How to secure commitment and improve your workout

Workouts, and motivation for each individual. Someone suitable one, and someone the same not only fit but also very annoying. But there are General tips for each exercise or for those who want to become on the thorny path of a healthy lifestyle. These tips have meaning for every guy no matter what he does. This is General advice for those who do not break in the first months of training and for those who feel that he is terribly bored to go to the gym.

1. Everything spelled out clearly

This applies both novice and Pro. When you have a clear timetable, it becomes easier to follow it. Write a program, get a notebook for training and mark three days in a week (or however many you need) to visit the gym. If you observe visits twice a day, clearly describe what you do at each workout. But no need to do so on Wednesday I will go twice a day, and on Friday maybe. In all important accuracy and ability to control yourself, and you need to work out the harshest of the habit. The schedule will help you.

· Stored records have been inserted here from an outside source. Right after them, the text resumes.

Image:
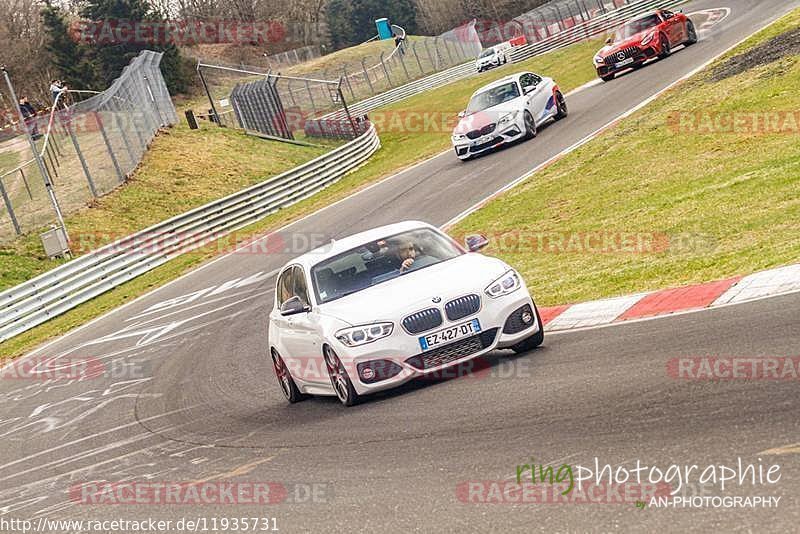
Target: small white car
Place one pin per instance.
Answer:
(507, 110)
(493, 57)
(379, 308)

2. The warehouse training program

Without a good plan the training process in the gym can quickly become a waste of time. Not only that, you might not be progress, and forget to do some exercise. There’s nothing worse than idling in the hall dudes that are trying one machine, then another. Actually, they do «try» because clearly they have no purpose. If you have no experience in building a training program, consult a trainer. As a rule, almost all rooms have service training programs. Do not confuse this with hiring a coach are two different things. Remember that the coach should not write to you in a writing exercise, it needs to monitor their execution and to show you around. Outline learning goals (build muscle and tighten specific muscle groups, to improve results). Look at us, or googling different programs. Try them and apply yourself. When workouts have a purpose, we are better able to control myself, but the most important thing ahead of we have a clear picture of what we want. And under a clear picture I don’t understand «I Want a huge «banks» and that heifers were given.»

3. Steer clear graphics

Habit does not develop immediately. First, you need a couple of times to kick myself to at least something to do. The first months in the gym after a long break often resemble hell. If you want to achieve results and not to crowd in one place, you need to do exercises in a certain order on a certain day of the week given a period of rest to recover. One of the methods of construction of most conventional workouts like this: warm-up, warm-up cardio (if needed), start with a heavy power exercises (deadlift or bench press), the transition to free weights, then machines, and then isolated exercises. In the article about the lies the world of fitness, I was going through the improper construction training, which is only ruining the progress you should look to it to understand how not to do it.

4. Track progress

Always need to know if you’re going forward, standing still or, on the contrary, somewhere you’re not. It should have a special book where you own hand meticulously you check the right number of sets and reps in each set to see if there was progress. Mark and the weight gain and the transition from the Smith machine to free weights. All notice shorter. The first time lead a training diary is very boring, especially if you’re as lazy as you. But when you progress, you can literally FAP to the numbers, aware of their ogranichennosti.

5. Call for help

Don’t risk to get injured. The worst idea you can come up with spontaneously and without preparation to hang on the neck a weight that you’re absolutely not able to pick up and literally stay under the bar. This temptation arises from some friends when they see teenagers and other guys, who can boast that much stronger than our heroes. Animal desire to compete and to dominate makes us act like fools, not to ask for help and to tear veins for very heavy weight. Remember that it’s a fucking heavy iron that could kill you. Don’t be shy to ask for help, don’t be a moron. Ask you to insure and help make the negative repetition.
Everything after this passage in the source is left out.